„Arschgeigen“ und taz-Hotel

SCHLAGLICHTER Harald Welzer wütet, Andreas Rüttenauer scherzt, und GenossInnen haben große Pläne

„Glaubt nicht, was die euch erzählen. Werft die Smart­phones weg“

Soziologe Harald Welzer
Die Gäste

Harald Welzer hat keine Zeit. Zehn Minuten, um eine ganze Weltanschauung darzulegen, sind einfach zu wenig: Aus einem Zitat aus der Frankfurter Allgemeinen Zeitung – „Diabetes ist ein Zukunftsmarkt“ – entwirft der Sozialpsychologe binnen Sekunden das düstere Bild einer „totalitären Gesellschaft“, die viele Vertreter der Digitalwirtschaft propagieren. So finde derzeit eine „feindliche Übernahme der freiheitlichen Gesellschaftsmodelle“ statt. Die Privatheit werde zerstört. Die gesamte Welt entdemokratisiert. Unser bisher bekanntes soziales Leben gefährdet. Und die Politik erstarre „vor diesen Arschgeigen, wenn sie ihre Vorträge halten“. Repolitisiert die zentralen Fragen des Lebens!, fordert Welzer. Nicht glauben, was die alles erzählen! Und Smartphones wegwerfen beim Rausgehen.

Das Hotel

Was wird aus dem taz-Haus in der Rudi-Dutschke-Straße, wenn Redaktion und Verlag in zwei Jahren in das neue Haus in der Friedrichstraße ziehen? Sechs Etagen, mit großem Dachgarten und voller Erinnerungen, 3.000 Quadratmeter in bester Lage in Berlin-Kreuzberg. Fest steht: Es wird nicht verkauft. Klar ist auch: Es muss Geld einbringen. 330.000 Euro im Jahr, so fordert es der Finanzplan. Bloß wie? Mit herkömmlicher Vermietung? Viele taz-GenossInnen haben da Bedenken. Einige haben sich bereits vorab getroffen und schon ein Konzept: das taz-Hotel.

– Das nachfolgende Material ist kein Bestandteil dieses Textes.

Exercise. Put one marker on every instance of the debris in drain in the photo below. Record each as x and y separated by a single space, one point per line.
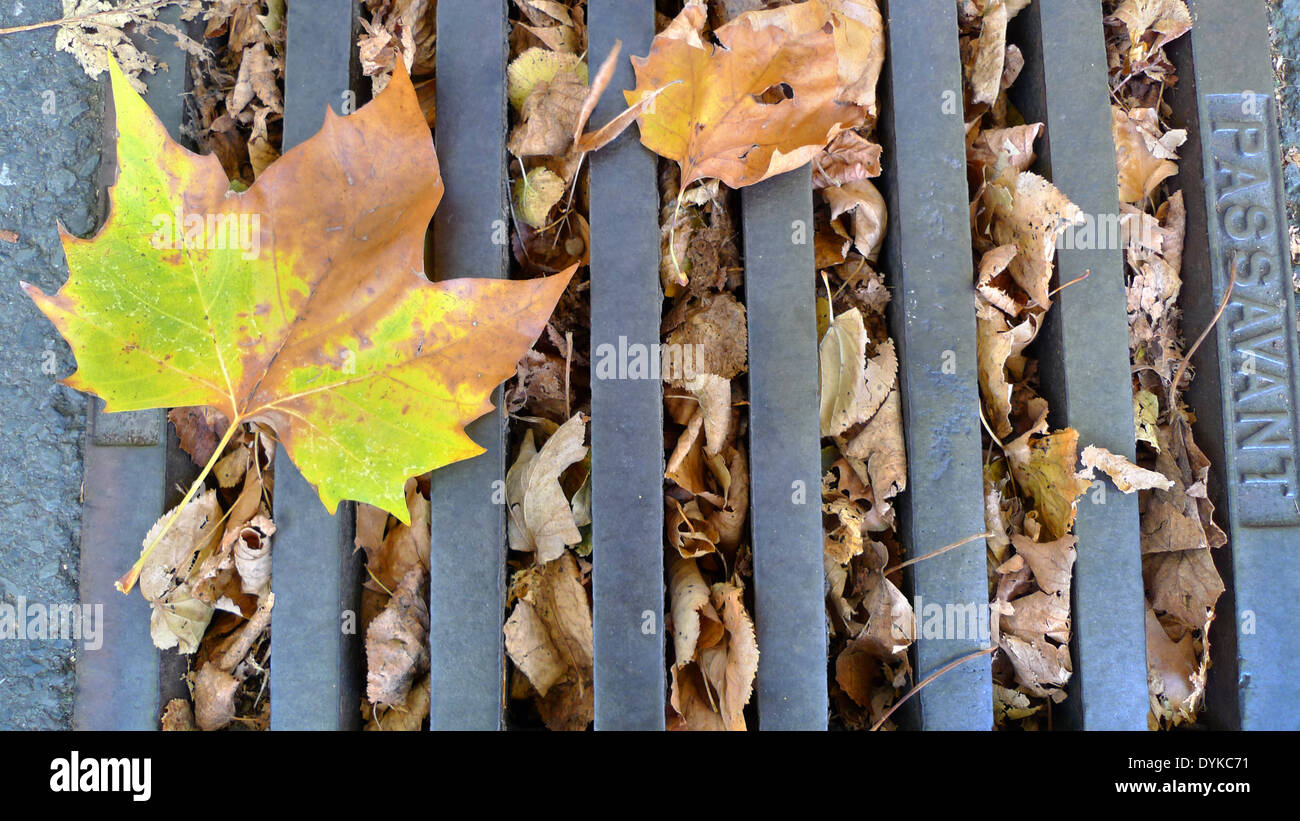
798 70
1178 530
547 630
1030 482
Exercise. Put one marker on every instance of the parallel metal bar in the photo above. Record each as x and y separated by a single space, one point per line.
117 683
125 467
1246 389
785 463
928 260
627 415
315 668
471 235
1084 356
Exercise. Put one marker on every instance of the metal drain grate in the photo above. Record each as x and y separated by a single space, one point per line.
1247 416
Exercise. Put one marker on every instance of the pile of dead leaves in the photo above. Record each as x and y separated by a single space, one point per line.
1178 533
706 491
237 105
94 30
547 631
870 621
395 612
1030 482
208 580
404 29
805 72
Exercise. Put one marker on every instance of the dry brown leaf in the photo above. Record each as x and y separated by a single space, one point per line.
713 116
541 518
1126 476
1044 468
986 74
1140 172
178 618
1031 214
865 205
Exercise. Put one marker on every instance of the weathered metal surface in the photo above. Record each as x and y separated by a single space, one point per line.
469 239
927 261
627 415
1083 355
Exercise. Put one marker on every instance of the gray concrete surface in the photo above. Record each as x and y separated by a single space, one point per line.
1285 16
50 121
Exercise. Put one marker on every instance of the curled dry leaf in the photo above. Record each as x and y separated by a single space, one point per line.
549 635
427 351
252 555
1140 170
1044 468
862 202
199 430
1031 214
715 338
713 114
853 389
397 643
178 617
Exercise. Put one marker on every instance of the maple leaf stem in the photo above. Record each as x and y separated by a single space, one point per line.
672 238
941 550
129 578
79 18
928 680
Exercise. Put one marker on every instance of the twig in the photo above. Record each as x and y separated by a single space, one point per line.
943 550
928 680
78 18
248 634
568 361
1187 357
128 581
1079 278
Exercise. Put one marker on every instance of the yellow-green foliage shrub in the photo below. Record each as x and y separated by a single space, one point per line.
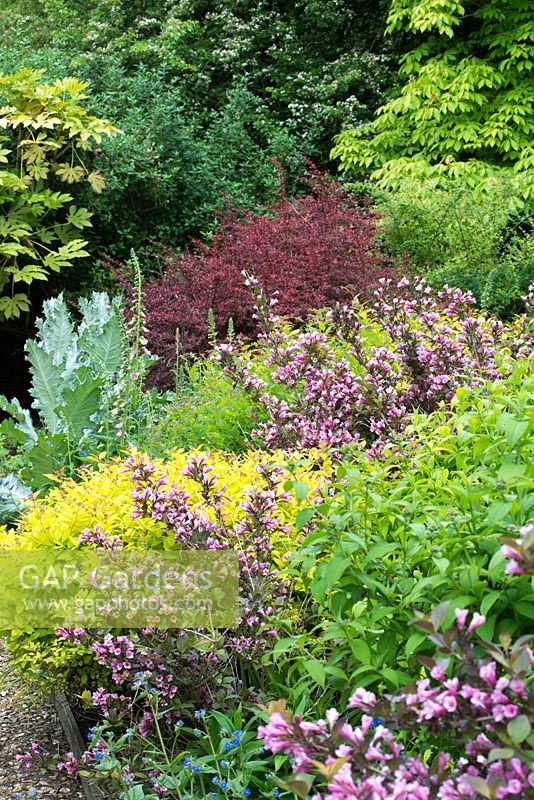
102 495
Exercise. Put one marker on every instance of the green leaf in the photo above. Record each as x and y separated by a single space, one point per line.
79 217
316 670
304 516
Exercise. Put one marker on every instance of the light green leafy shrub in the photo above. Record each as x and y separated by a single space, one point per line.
46 137
208 411
466 107
420 528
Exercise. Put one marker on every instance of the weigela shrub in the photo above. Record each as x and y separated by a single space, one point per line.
311 250
359 377
188 501
406 532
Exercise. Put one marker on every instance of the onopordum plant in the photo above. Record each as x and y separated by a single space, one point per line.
87 385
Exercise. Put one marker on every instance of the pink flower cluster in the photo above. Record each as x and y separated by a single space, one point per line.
476 701
320 393
177 664
100 538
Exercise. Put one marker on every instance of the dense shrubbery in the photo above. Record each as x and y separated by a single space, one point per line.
310 251
101 507
358 440
463 237
356 374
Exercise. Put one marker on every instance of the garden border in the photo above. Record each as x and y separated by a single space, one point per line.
75 741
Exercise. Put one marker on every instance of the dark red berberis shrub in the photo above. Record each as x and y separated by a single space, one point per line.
310 250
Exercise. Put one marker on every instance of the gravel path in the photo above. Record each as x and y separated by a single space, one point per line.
21 723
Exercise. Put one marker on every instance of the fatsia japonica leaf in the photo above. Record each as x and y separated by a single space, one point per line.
48 133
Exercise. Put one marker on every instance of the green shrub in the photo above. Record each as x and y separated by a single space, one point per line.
420 528
46 146
462 237
209 411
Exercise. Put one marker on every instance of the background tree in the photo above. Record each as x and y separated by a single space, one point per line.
466 108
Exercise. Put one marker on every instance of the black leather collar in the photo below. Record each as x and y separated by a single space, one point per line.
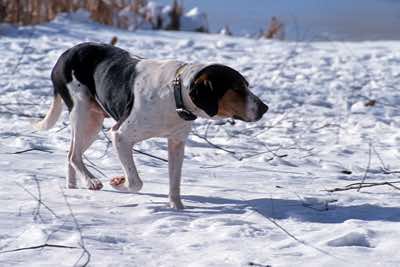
180 106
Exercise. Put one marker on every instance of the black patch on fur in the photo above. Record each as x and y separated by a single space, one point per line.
107 71
223 78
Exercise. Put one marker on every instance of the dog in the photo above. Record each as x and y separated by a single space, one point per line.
147 98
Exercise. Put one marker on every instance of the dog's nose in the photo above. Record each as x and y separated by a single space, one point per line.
261 110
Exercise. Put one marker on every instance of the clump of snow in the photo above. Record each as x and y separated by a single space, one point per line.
194 20
350 239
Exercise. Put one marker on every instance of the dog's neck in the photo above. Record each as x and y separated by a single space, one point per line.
187 74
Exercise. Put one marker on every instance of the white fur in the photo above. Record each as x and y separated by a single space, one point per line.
52 116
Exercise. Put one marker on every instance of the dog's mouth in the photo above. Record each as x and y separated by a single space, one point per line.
237 117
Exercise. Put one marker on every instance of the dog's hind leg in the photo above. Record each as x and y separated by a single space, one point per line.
123 143
86 122
176 149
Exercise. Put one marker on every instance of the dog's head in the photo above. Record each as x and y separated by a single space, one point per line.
221 91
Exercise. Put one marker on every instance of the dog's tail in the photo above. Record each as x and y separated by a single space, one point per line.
52 115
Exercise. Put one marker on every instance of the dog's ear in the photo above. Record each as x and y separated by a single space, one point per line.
204 96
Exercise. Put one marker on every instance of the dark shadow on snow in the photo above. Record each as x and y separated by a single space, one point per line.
283 209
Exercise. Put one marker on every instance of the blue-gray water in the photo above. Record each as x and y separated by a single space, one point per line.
306 19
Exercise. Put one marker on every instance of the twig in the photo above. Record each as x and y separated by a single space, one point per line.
36 247
82 241
39 200
364 185
368 166
32 149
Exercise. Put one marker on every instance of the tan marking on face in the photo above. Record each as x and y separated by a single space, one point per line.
202 78
233 103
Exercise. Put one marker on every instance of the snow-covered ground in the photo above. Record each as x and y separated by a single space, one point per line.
262 203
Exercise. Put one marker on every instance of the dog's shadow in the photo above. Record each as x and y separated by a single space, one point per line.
282 209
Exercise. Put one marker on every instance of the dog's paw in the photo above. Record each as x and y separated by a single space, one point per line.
117 181
72 186
176 203
94 184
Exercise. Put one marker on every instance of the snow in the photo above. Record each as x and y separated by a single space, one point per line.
262 203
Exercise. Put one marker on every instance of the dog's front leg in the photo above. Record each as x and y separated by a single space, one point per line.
123 144
176 149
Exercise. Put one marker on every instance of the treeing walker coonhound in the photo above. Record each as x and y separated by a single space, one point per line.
146 98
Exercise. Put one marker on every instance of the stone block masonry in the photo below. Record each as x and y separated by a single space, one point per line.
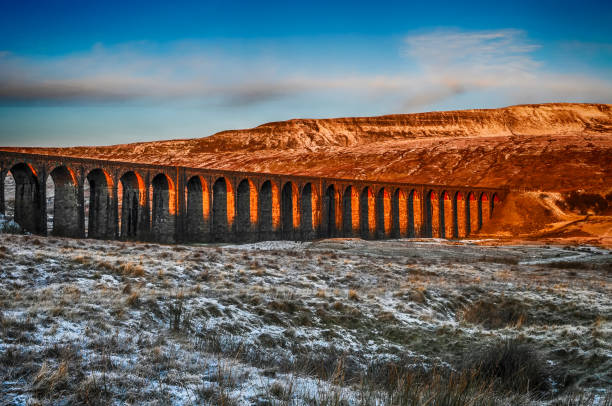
171 204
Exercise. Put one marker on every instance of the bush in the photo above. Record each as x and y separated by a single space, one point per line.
505 312
511 365
8 226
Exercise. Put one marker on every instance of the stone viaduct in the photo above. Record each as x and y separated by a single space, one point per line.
132 201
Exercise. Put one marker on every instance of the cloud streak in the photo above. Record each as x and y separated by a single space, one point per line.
440 65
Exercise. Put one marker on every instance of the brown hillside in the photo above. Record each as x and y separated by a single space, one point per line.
552 147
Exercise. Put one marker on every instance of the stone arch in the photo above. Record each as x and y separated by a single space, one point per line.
332 217
367 216
134 218
163 212
66 208
198 209
309 211
432 207
473 214
101 221
383 213
495 201
446 216
414 214
290 211
246 211
399 214
27 204
350 212
485 208
223 210
269 211
460 216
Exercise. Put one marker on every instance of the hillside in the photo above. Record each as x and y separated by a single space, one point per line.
555 147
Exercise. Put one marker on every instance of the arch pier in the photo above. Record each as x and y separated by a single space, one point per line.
168 204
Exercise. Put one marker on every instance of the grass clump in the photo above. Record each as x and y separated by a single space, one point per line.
511 365
496 314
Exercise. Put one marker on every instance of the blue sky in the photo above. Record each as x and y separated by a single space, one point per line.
82 73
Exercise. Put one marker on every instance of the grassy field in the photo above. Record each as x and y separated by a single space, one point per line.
332 322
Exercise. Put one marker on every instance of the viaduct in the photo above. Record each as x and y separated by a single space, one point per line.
132 201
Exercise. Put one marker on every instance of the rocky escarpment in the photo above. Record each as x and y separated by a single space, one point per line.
557 147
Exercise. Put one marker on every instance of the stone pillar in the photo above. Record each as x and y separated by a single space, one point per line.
81 206
144 232
42 202
422 229
3 173
114 207
181 217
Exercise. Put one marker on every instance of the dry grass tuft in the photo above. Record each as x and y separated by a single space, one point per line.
503 313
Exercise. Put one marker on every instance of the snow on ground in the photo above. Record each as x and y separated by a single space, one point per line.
283 322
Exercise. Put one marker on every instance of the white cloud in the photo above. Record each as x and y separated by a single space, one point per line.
449 64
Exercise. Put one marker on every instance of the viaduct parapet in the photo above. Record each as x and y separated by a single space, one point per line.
132 201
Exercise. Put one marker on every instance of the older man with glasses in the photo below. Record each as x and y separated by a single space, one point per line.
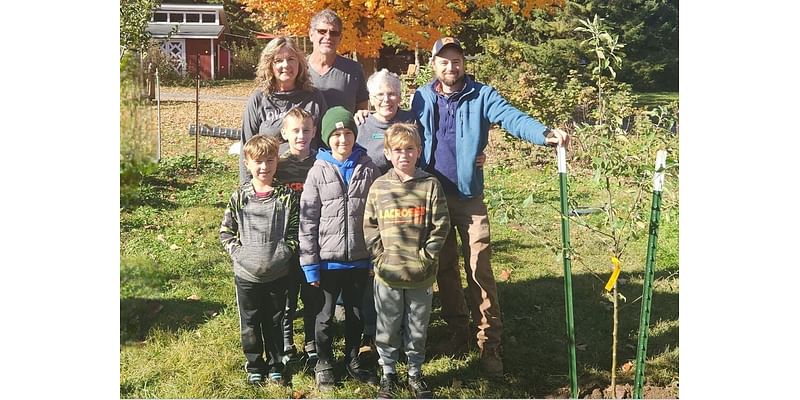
341 80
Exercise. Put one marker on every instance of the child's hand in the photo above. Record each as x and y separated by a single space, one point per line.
480 160
557 136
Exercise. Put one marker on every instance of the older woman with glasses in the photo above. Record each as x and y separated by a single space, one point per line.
283 83
384 96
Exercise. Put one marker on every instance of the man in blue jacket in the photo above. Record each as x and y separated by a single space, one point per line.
456 113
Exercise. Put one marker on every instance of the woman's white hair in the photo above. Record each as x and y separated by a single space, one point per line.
383 77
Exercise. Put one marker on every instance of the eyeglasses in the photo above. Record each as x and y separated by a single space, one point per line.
323 32
381 96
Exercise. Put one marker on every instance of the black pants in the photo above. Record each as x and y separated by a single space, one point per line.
261 308
351 284
312 302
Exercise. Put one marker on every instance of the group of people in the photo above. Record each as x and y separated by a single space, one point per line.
339 203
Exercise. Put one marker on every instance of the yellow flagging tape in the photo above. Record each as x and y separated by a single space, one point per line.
614 275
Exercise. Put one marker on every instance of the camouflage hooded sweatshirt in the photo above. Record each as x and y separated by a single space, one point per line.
405 226
260 234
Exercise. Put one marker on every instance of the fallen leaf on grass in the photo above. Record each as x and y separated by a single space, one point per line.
505 275
155 308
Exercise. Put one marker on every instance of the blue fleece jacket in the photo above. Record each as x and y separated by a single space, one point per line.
345 167
479 107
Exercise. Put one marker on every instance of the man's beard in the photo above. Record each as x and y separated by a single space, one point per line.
453 81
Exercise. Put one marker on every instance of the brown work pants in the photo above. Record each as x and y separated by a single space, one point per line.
470 218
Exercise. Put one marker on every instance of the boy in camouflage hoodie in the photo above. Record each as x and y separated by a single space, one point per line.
297 128
406 221
259 231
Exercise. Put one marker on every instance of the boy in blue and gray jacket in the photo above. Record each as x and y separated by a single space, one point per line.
259 231
332 249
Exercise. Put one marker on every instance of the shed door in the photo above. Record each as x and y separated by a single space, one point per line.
175 49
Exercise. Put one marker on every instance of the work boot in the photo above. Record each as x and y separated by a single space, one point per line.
363 375
388 388
419 387
491 364
325 380
454 344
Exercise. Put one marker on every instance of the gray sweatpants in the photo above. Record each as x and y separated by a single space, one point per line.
403 312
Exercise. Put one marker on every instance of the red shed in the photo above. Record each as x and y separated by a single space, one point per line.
189 33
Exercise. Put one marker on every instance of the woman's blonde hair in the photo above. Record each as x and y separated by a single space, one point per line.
266 80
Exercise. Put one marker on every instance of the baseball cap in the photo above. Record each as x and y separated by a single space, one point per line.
444 42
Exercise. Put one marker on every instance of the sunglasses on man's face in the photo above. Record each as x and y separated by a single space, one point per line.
323 32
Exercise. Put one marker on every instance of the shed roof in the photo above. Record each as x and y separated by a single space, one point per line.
186 31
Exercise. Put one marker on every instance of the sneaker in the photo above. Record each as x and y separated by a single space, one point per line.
276 378
325 380
491 364
289 355
339 314
388 386
255 378
362 375
453 345
419 387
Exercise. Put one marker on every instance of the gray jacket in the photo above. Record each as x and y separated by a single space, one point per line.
332 220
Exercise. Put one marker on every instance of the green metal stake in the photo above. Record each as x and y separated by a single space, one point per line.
562 174
647 291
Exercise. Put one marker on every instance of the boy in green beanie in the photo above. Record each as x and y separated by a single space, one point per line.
333 253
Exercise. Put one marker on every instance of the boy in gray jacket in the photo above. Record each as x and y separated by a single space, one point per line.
259 231
332 249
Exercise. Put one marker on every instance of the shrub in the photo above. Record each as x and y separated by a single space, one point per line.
244 60
137 142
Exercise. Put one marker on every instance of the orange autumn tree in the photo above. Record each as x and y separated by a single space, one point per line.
365 21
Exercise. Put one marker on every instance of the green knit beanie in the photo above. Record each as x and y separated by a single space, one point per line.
336 118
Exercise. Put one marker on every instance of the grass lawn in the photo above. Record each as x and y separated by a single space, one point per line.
179 332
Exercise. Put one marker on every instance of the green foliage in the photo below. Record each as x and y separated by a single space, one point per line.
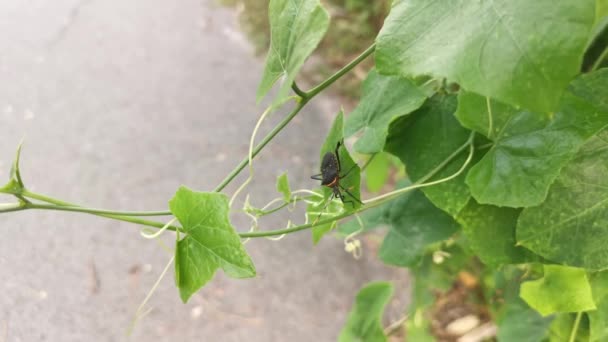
561 289
490 233
425 139
522 323
364 321
283 187
519 52
518 83
15 183
377 171
531 145
598 319
296 28
384 99
570 227
351 182
210 242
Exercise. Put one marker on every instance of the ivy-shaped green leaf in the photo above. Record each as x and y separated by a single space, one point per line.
351 182
516 320
561 289
296 28
414 223
529 149
210 242
283 187
376 173
490 232
384 99
570 226
364 322
425 139
518 51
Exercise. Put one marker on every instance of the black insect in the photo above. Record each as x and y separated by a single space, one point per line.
330 176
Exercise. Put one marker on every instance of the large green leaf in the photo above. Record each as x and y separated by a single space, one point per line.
518 51
210 242
562 326
296 28
376 173
351 182
384 99
364 323
490 232
598 319
515 319
414 224
521 323
425 139
570 227
528 148
561 289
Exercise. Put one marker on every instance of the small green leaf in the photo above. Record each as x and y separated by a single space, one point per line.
561 289
319 211
296 28
384 99
364 322
376 173
490 232
425 139
283 187
521 52
570 226
370 219
210 242
529 149
15 183
414 224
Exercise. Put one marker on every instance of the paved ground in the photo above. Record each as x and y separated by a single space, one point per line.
120 102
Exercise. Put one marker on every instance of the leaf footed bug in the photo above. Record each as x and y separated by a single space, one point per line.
330 177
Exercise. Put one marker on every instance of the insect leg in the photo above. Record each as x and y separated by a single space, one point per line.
317 177
324 208
350 194
337 153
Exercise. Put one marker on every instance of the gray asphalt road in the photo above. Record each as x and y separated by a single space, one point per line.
119 103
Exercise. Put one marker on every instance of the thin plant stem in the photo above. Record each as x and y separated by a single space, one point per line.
305 97
65 206
600 59
575 327
330 80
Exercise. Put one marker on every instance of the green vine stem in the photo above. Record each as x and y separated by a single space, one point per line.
383 198
127 216
600 59
305 97
65 206
575 327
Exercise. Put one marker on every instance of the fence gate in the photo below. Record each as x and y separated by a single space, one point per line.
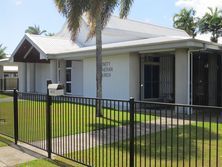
123 133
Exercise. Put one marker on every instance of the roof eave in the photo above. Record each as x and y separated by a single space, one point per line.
184 43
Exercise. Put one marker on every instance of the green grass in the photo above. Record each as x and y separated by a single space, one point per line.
2 144
67 119
4 96
107 153
38 163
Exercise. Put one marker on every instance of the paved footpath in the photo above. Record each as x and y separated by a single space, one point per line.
10 156
83 141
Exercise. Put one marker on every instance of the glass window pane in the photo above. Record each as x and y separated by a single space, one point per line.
68 88
68 63
68 75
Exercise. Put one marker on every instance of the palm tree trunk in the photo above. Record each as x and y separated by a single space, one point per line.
98 65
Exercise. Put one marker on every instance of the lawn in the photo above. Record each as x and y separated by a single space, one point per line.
4 96
155 153
67 119
2 144
38 163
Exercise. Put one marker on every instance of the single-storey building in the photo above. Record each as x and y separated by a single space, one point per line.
140 60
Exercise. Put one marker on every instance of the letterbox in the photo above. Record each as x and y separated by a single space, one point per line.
56 89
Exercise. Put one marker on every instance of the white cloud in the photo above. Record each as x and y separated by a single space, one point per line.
201 6
18 2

Ohne Minibar, ohne Fernseher mit drei Preismodellen. Ein Hotel? Sehen einige Genossinnen und Genossen kritisch. Zu viel Bürokratie, zu riskant, zu viel Aufwand. Bei der nächsten Geno-Versammlung im Herbst 2016 soll der Vorstand mögliche Alternativen vorstellen.

Die Werkstatt

Was die Zukunftswerkstatt der taz mal so sein soll, „ha“, das weiß Andreas Rüttenauer bislang auch noch nicht so recht. „Einen Diskussionspool, vorbei an allen Gremien“, wünscht sich der frühere Chefredakteur der taz, der noch früher Kabarettist war und es ewig bleiben wird. Einige Ideen hatte er schon! Und jede davon direkt wieder verworfen. Am Zeitschriftenkiosk hat er neulich erstmals die In Touch entdeckt, „eine Gala für unter 25-Jährige“ – und sie sich direkt zum Vorbild genommen. Sein Vorschlag für die „In taz“ zeigt Angela Merkel und Sigmar Gabriel in leidenschaftlicher Umarmung auf der Titelseite. Und Videoformate fürs Netz: Das könnten wir doch auch! Wie die Bild-Zeitung. Nur mit Inhalt.